A escadaria para as plataformas da estação era mais extensa que supus, e estava imersa na sombra escura forjada pelo contraste com a claridade exterior. Agora eu já não me importava se ela me visse; me sentia como hipnotizada. Aliás, certamente ela me vira, pois constatei a expressão dura que ela levava na face congestionada. Ignorou-me, o que não me importou em nada. Ela moderou o passo, e eu fiz o mesmo.

Da escadaria principal, saíam outras escadas, e nos patamares se postavam pequenos grupos de ambulantes, que também vendiam as flores de papel; azul e verde, rosa e amarelo, lilás e cinza. De cima, tinha-se a visão de um pequeno mar de rosas espraiadas, seguras nas mãos de jovens e senhoras de rostos oblongos e cabelos lisos e pretos, que se faziam incansáveis em seu trabalho de oferecê-las.

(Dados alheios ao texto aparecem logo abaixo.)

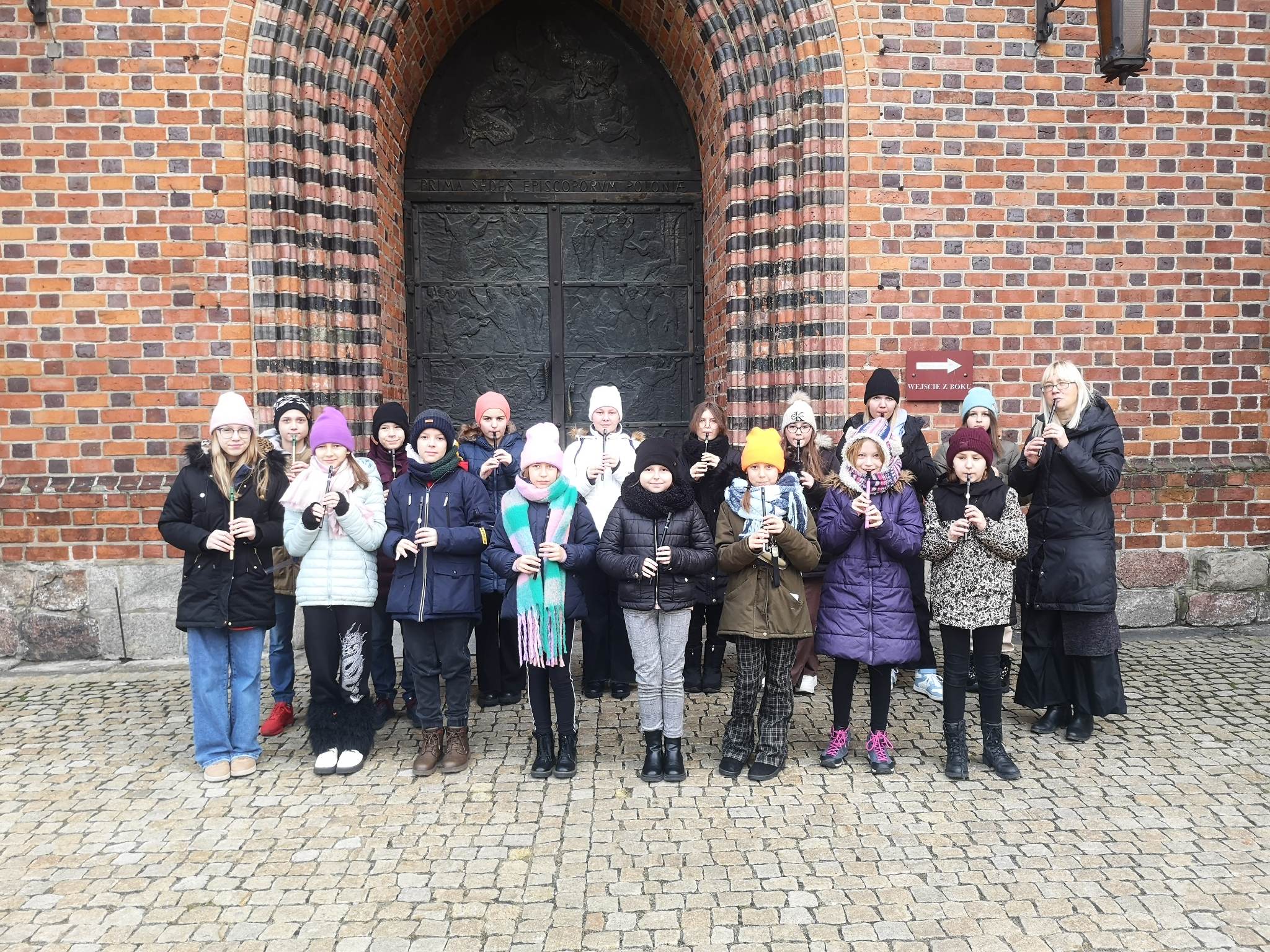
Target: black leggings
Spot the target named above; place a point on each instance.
(879, 694)
(957, 668)
(557, 679)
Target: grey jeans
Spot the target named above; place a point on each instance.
(658, 640)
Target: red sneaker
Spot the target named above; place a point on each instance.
(278, 720)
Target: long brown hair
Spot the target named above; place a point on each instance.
(223, 474)
(716, 410)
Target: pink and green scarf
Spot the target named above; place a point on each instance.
(540, 622)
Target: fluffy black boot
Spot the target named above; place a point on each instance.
(957, 767)
(545, 760)
(995, 753)
(654, 767)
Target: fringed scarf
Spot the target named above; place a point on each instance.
(785, 499)
(316, 482)
(540, 622)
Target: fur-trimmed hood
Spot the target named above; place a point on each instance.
(198, 455)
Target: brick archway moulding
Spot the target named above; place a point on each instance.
(331, 95)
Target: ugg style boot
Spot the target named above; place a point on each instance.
(430, 753)
(654, 759)
(711, 669)
(957, 765)
(995, 753)
(545, 760)
(456, 751)
(567, 760)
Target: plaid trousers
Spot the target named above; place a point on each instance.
(756, 659)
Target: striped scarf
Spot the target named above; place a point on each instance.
(540, 622)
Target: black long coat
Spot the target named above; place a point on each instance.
(1071, 527)
(216, 591)
(631, 536)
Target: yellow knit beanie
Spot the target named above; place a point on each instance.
(763, 447)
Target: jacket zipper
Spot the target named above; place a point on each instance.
(424, 587)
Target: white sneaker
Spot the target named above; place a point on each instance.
(929, 683)
(326, 762)
(350, 762)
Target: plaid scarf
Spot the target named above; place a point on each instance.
(540, 622)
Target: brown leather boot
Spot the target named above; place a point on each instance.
(456, 751)
(430, 752)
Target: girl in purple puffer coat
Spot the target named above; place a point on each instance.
(869, 523)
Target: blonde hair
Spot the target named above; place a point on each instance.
(1085, 392)
(224, 477)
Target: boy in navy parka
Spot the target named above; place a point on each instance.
(440, 522)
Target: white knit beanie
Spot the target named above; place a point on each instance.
(799, 410)
(231, 410)
(605, 397)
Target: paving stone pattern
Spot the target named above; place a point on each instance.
(1151, 837)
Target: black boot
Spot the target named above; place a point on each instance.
(545, 762)
(672, 751)
(1055, 716)
(711, 669)
(567, 760)
(972, 678)
(957, 767)
(654, 770)
(995, 753)
(1081, 726)
(693, 668)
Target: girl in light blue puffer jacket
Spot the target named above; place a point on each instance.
(334, 518)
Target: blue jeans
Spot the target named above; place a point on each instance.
(383, 660)
(225, 684)
(282, 656)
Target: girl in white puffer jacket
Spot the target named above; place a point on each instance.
(334, 518)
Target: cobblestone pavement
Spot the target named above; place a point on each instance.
(1153, 835)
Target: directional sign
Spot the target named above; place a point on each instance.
(939, 375)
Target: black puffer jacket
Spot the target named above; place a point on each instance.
(218, 592)
(709, 491)
(638, 524)
(1071, 527)
(915, 454)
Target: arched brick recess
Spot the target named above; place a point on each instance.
(331, 95)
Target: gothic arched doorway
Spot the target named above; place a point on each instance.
(553, 200)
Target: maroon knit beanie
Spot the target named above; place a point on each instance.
(970, 438)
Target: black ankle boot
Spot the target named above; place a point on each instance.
(995, 753)
(957, 767)
(545, 762)
(711, 669)
(567, 760)
(672, 751)
(654, 769)
(693, 668)
(1055, 716)
(1081, 728)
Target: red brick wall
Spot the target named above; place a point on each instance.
(1016, 205)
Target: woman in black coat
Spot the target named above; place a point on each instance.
(882, 399)
(655, 542)
(711, 462)
(1067, 586)
(225, 513)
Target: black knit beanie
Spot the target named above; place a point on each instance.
(882, 384)
(433, 420)
(391, 412)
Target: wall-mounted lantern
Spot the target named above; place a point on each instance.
(1124, 37)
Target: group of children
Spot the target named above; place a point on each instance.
(665, 553)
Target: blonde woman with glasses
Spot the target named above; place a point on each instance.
(1071, 466)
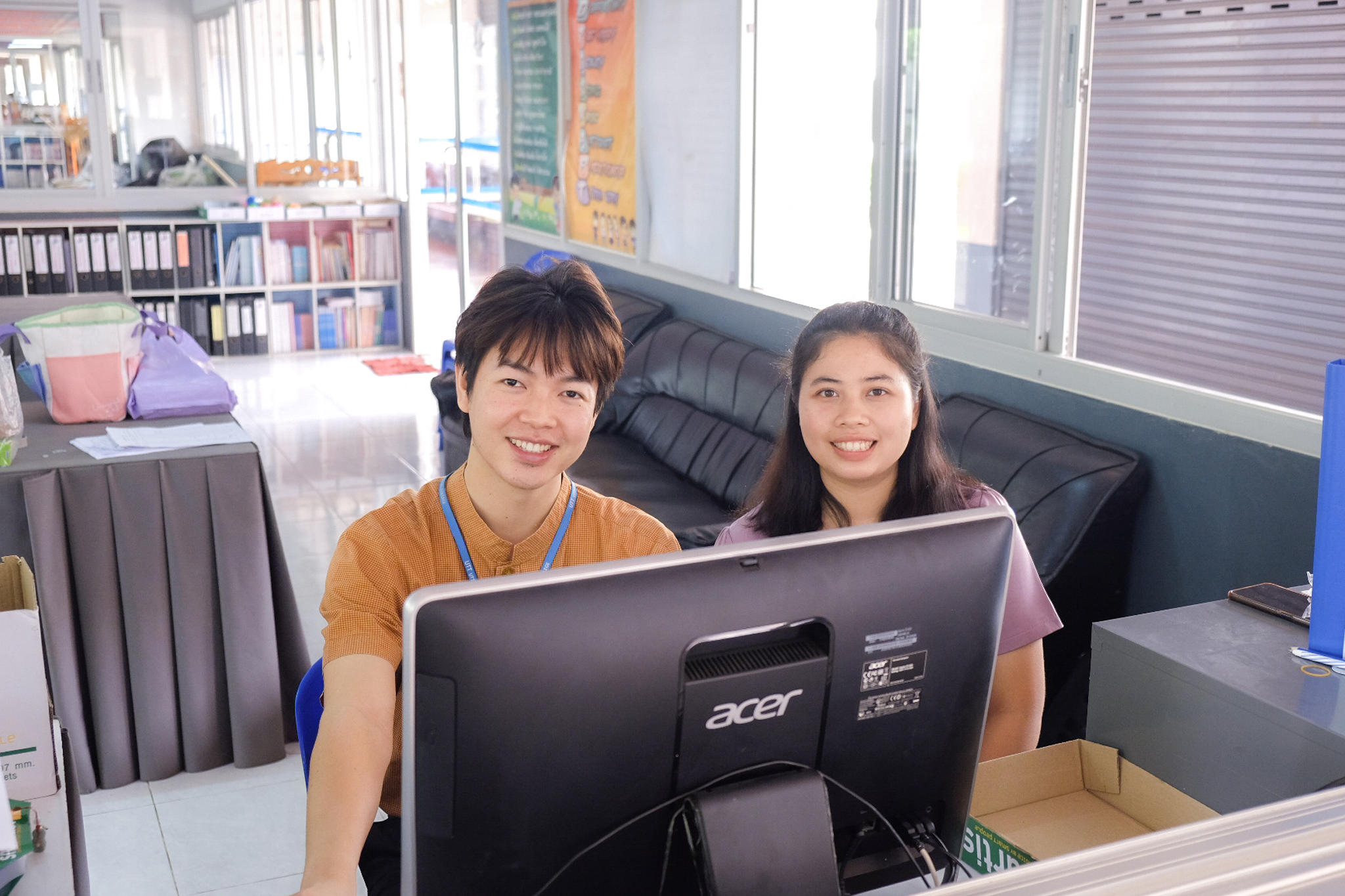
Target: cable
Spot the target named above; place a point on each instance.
(934, 872)
(720, 779)
(951, 855)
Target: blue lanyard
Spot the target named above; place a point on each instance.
(462, 543)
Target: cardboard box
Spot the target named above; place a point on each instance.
(1061, 800)
(27, 752)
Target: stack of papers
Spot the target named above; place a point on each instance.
(124, 441)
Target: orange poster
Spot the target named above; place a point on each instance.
(600, 146)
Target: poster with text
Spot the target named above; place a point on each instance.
(600, 147)
(536, 102)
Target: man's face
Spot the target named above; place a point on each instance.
(527, 426)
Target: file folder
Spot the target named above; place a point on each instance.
(84, 264)
(57, 255)
(12, 264)
(136, 258)
(112, 245)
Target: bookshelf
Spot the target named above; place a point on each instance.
(238, 288)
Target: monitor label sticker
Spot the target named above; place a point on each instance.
(877, 675)
(894, 640)
(885, 704)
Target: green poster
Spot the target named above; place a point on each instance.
(535, 62)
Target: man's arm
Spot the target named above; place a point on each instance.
(346, 770)
(1017, 698)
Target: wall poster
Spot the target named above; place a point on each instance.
(535, 102)
(600, 146)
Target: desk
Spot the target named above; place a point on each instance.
(1210, 699)
(170, 622)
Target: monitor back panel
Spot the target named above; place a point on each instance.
(544, 710)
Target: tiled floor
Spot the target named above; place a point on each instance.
(337, 441)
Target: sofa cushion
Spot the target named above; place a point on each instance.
(1056, 480)
(636, 313)
(618, 467)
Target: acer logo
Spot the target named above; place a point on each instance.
(753, 710)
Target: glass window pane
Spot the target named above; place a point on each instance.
(173, 96)
(45, 131)
(814, 151)
(975, 155)
(278, 79)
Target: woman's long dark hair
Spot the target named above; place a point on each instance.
(791, 494)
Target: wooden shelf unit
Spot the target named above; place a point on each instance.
(382, 296)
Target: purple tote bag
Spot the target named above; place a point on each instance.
(175, 377)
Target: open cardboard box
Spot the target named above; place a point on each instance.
(1063, 798)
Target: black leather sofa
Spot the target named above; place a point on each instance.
(689, 429)
(1075, 499)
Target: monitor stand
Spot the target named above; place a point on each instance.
(768, 837)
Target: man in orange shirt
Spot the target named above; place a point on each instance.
(537, 358)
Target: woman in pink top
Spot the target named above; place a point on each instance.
(861, 445)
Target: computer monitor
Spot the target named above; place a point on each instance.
(544, 711)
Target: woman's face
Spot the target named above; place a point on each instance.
(857, 412)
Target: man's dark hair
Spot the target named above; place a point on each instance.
(562, 316)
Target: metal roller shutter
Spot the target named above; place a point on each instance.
(1214, 238)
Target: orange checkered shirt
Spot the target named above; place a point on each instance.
(407, 544)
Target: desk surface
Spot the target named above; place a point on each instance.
(1210, 699)
(50, 449)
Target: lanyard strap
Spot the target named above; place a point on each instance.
(462, 543)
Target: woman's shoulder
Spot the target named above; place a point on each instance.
(741, 530)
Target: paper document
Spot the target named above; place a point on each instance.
(178, 437)
(127, 441)
(100, 448)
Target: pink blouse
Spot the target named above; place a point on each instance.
(1029, 614)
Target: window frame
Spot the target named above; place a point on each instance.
(1043, 350)
(104, 196)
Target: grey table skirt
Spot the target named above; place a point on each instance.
(173, 636)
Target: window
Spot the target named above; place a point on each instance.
(1212, 211)
(974, 161)
(811, 151)
(45, 131)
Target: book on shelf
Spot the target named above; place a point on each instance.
(183, 257)
(84, 263)
(378, 253)
(165, 258)
(12, 263)
(197, 257)
(112, 245)
(299, 264)
(217, 328)
(335, 257)
(369, 324)
(57, 255)
(99, 261)
(261, 327)
(233, 328)
(283, 327)
(248, 335)
(35, 263)
(136, 259)
(244, 265)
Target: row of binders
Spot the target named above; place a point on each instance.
(47, 261)
(155, 254)
(237, 326)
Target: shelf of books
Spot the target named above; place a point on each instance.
(238, 288)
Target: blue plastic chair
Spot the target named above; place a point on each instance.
(309, 712)
(445, 363)
(544, 259)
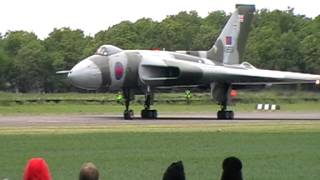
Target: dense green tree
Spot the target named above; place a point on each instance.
(278, 40)
(27, 61)
(178, 31)
(66, 47)
(210, 28)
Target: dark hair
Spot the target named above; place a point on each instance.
(89, 171)
(231, 169)
(174, 172)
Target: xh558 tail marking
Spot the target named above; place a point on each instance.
(143, 71)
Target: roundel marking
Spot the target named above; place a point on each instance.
(118, 70)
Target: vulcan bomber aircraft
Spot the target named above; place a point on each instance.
(137, 72)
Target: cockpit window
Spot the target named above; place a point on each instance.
(108, 50)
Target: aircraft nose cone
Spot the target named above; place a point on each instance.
(86, 75)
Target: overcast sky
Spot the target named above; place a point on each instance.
(91, 16)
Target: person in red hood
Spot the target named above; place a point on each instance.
(37, 169)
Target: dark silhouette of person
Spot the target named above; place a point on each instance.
(89, 171)
(174, 172)
(231, 169)
(37, 169)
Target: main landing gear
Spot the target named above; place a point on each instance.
(147, 113)
(128, 113)
(224, 113)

Tive o ingênuo desejo de que a jovem parasse para admirar algumas; talvez assim, mirando aquela singela beleza, sua sensação desgostosa pudesse se atenuar. Entretanto, conforme o sábio adágio de alguém, coração dos outros é terra que ninguém pisa. Ela se desviou das flores abruptamente, até com certa violência, e prosseguiu marchando para o embarque.

Então, vi que um daqueles rapazes vendedores, ergueu pescoço, olhou-a de novo e sacudiu a cabeça como se tivesse se recordado de algo, repentinamente. Apanhou depressa algumas rosas no cesto, saltou degraus e patamares, e correu atrás dela. Contendo o fôlego, tocou de leve seu braço e, com um gesto de esmero, estendeu-lhe a outra mão com três rosas coloridas, acompanhadas destas palavras:

_ Señorita, Ricardo Eliezer quiere que tome estas flores como prueba de mucha amistad y cariño.


Fiquei atônita, enquanto vi minha candidata a personagem dar um sorriso maravilhoso, abraçar as rosas e entrar no trem, em êxtase. Desapareceu.

Nunca poderia imaginar tal desfecho. Completamente surreal, alguns diriam. Eu deveria tê-la seguido no trem, mas não tive tempo para raciocinar. Quis perguntar ao rapaz das rosas, quem era Ricardo Eliezer, mas ele disparara escadas acima, em correria. Em vão tentei localizá-lo na estação. Eram muitos os vendedores e os passageiros. Foi uma pena.


Consolou-me um pouco, a rosácea feita de papel crepom em dupla face, linda, nas cores azul e violeta, que trouxe de lembrança de Santiago.